J-CATCH: When attack helicopters shot down fighter jets

It's been long enough to be a fuzzy memory now. But if you look long enough in the corners of Cold War history, you can find the story of when helicopters showed what they can do against fighter jets.

Yes, helicopters can shoot down planes. Even some of the deadliest planes in the world.

J-CATCH (Joint Countering Attack Helicopter) was a series of exercises the US Army and Air Force held in the late 70s that sounds like something a teenager with a flight combat simulator on his computer would try. The Army had its helicopters armed with machine gun pods, meant to approximate the firepower Soviet helicopters. The Air Force jets swept in... and were promptly cut to pieces. The kill ratio in early exercises, which included F-4s and F-15s, was 5:1 in favor of the helicopters.

This exercise, along with the presence of the heavily armed and armored Mi-24 Hind helicopter in the Soviet arsenal, led the United States to develop specific tactics for fighting attack helicopters. The kill ratio swung back in favor of the fighter jets, though it was still lower than one would expect.

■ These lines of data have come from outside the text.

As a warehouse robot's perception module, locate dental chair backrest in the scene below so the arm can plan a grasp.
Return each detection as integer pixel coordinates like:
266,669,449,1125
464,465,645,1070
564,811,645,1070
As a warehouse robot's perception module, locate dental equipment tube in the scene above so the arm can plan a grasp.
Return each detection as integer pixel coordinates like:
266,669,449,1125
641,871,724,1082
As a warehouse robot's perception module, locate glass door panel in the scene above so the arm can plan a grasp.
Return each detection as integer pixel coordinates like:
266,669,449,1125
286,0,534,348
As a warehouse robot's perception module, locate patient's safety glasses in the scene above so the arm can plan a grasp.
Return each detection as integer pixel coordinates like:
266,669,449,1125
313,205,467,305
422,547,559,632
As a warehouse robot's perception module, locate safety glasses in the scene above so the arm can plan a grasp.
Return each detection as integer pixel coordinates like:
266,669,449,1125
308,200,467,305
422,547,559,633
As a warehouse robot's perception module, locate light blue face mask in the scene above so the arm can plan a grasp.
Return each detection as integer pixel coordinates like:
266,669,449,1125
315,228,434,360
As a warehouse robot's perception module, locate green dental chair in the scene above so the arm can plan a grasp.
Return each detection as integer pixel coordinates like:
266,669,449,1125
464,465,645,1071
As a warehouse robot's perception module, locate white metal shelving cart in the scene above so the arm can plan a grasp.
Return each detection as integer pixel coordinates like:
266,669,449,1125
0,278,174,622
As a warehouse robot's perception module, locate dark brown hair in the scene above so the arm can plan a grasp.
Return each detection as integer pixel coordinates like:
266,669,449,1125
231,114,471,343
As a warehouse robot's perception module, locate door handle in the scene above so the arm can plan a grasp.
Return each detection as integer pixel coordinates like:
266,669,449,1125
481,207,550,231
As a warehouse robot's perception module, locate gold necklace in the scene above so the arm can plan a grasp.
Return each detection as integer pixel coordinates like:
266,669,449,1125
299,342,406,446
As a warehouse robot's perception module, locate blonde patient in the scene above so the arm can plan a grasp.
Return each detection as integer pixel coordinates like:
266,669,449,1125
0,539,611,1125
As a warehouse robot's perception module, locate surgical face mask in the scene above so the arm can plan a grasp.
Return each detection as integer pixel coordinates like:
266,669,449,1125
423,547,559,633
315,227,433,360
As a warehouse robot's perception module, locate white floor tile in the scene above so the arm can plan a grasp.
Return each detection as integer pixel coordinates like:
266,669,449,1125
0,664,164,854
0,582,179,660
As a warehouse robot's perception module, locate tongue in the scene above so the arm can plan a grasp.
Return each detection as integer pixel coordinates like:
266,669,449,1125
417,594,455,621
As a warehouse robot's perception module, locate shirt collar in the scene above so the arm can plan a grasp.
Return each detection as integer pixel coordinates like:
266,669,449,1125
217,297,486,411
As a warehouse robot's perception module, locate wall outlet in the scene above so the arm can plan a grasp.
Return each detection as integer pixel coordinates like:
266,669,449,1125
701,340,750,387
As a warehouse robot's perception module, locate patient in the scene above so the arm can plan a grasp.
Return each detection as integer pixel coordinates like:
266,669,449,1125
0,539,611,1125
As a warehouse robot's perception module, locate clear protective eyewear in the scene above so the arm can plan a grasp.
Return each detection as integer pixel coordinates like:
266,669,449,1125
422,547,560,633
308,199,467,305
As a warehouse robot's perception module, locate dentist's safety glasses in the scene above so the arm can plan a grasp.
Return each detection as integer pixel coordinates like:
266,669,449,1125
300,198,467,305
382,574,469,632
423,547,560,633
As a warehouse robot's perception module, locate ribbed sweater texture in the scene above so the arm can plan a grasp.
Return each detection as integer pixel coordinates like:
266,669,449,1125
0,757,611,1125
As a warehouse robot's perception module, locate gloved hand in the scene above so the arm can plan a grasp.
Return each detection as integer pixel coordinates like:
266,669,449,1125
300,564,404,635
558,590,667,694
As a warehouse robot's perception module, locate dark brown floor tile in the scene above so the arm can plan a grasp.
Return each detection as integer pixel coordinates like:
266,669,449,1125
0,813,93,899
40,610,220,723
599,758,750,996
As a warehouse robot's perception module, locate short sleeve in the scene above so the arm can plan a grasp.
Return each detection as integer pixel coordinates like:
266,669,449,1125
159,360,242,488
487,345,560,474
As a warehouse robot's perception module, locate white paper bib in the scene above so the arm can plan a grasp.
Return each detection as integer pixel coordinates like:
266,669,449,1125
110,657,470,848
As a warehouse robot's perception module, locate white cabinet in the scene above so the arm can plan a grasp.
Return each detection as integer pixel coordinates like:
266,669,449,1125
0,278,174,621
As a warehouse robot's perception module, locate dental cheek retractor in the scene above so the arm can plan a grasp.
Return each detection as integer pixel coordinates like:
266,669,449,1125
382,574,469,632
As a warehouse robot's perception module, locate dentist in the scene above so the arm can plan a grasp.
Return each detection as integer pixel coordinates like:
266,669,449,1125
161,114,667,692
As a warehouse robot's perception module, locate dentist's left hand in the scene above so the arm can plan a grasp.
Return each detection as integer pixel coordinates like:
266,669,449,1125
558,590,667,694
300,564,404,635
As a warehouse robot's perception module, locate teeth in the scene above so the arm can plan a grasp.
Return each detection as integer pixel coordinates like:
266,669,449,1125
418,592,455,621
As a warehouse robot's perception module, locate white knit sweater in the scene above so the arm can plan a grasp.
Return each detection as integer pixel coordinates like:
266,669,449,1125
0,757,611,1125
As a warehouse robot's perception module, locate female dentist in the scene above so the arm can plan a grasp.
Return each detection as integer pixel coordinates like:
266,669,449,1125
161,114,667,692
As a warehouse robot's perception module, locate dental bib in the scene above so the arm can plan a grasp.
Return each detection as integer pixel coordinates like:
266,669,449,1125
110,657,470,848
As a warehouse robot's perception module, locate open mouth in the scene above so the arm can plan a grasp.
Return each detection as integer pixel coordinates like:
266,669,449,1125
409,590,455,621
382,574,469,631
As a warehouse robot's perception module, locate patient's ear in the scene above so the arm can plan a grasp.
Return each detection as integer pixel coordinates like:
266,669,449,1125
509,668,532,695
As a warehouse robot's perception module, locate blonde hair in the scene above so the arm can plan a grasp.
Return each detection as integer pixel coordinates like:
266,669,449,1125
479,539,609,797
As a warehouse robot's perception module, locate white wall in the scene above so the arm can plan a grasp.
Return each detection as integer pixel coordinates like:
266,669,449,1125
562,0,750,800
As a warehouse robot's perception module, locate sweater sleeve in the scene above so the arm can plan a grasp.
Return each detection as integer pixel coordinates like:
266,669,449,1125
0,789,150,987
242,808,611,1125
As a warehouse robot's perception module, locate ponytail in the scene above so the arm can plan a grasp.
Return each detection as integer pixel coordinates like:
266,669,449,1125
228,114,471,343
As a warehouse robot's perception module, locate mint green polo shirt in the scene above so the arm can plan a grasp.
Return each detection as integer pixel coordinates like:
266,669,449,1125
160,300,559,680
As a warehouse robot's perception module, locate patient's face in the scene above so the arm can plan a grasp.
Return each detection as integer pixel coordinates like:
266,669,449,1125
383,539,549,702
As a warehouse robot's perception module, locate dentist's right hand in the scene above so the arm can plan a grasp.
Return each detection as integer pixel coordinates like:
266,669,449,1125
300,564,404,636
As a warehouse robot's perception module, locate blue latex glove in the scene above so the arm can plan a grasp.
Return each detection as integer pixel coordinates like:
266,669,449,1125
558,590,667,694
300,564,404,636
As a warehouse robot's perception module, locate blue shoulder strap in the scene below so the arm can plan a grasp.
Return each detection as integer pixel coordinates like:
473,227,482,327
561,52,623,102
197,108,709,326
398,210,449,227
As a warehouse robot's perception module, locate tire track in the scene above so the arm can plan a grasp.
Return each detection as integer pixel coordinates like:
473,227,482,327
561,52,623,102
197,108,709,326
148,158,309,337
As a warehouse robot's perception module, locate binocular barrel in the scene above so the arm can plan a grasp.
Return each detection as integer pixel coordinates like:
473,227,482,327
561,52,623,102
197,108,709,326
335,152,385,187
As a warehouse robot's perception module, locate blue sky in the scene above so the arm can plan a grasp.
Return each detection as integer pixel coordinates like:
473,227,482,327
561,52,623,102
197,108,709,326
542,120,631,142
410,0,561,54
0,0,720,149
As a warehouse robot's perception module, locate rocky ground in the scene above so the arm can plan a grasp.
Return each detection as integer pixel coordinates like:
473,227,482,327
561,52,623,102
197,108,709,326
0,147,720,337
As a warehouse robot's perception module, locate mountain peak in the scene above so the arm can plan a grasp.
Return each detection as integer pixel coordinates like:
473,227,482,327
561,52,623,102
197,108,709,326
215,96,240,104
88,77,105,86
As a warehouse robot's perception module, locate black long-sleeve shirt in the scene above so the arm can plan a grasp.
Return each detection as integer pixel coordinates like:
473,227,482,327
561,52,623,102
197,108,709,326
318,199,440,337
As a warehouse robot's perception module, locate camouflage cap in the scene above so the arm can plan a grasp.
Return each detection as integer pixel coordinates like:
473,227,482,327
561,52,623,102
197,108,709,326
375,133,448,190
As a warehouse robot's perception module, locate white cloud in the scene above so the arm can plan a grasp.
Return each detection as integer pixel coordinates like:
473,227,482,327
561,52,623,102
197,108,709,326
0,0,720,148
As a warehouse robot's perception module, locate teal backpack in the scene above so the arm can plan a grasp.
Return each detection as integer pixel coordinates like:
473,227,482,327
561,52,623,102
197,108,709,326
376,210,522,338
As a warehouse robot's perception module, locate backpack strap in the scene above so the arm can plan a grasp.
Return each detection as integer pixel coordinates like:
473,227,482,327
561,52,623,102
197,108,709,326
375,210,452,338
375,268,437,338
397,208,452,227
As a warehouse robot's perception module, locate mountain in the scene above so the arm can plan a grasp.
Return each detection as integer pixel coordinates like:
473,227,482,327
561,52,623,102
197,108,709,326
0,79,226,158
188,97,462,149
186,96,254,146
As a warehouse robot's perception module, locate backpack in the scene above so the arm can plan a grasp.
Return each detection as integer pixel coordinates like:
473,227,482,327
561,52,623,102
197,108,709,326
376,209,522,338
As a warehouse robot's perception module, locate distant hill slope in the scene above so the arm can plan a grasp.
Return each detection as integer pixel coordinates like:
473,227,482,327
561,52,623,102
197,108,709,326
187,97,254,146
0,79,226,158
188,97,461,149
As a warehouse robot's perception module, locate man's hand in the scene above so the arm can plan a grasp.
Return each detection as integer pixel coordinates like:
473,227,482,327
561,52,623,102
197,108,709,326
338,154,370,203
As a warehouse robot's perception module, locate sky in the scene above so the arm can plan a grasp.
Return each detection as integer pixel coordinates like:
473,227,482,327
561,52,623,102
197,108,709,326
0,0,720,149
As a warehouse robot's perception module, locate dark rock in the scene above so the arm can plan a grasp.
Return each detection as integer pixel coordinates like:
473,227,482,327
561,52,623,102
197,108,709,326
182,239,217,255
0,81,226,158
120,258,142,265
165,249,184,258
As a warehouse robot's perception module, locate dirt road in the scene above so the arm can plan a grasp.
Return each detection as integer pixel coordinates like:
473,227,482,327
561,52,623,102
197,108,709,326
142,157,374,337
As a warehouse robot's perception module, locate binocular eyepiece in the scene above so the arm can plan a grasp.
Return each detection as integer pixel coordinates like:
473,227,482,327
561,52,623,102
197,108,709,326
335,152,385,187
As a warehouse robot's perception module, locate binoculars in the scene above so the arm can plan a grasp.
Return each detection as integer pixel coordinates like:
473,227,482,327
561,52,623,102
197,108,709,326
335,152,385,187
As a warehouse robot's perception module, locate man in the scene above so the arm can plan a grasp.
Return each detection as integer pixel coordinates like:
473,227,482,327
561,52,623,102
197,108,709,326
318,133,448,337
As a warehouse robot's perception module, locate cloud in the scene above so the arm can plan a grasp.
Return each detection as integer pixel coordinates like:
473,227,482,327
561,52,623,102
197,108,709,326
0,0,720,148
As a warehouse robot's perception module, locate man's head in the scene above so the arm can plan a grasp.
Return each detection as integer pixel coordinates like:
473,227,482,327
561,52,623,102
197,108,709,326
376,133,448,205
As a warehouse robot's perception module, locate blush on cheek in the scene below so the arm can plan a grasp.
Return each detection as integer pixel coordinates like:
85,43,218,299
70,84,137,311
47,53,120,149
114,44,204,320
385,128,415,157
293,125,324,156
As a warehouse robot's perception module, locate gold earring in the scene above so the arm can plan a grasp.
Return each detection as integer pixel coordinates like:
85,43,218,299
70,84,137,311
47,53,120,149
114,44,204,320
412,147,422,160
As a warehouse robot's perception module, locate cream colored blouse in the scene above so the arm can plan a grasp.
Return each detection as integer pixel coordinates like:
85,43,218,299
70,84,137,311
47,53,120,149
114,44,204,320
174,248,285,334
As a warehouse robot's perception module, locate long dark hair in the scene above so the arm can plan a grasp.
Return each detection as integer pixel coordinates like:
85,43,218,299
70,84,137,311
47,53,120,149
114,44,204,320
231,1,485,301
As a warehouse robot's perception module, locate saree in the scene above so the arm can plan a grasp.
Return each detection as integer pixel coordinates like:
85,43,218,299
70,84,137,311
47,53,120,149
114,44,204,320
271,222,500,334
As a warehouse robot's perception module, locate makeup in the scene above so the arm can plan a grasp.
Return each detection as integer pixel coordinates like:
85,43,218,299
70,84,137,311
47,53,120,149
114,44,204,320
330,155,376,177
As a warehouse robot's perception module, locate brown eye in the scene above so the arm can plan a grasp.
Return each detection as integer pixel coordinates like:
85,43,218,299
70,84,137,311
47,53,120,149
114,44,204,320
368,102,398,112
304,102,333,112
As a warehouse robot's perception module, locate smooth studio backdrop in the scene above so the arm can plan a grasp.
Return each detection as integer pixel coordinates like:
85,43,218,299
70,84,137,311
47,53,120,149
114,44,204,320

Helicopters are considered more fragile than planes. They're much slower, usually carry shorter-range weapons, and aren't designed to combat air superiority aircraft. But J-CRAFT showed that the element of surprise, combined with some Red Team ingenuity to leverage the maneuverability of the helicopters, could turn the tables. It isn't a strategy the United States intends to carry out, but it's a fun piece of history and a demonstration of what asymmetric warfare in the air might look like.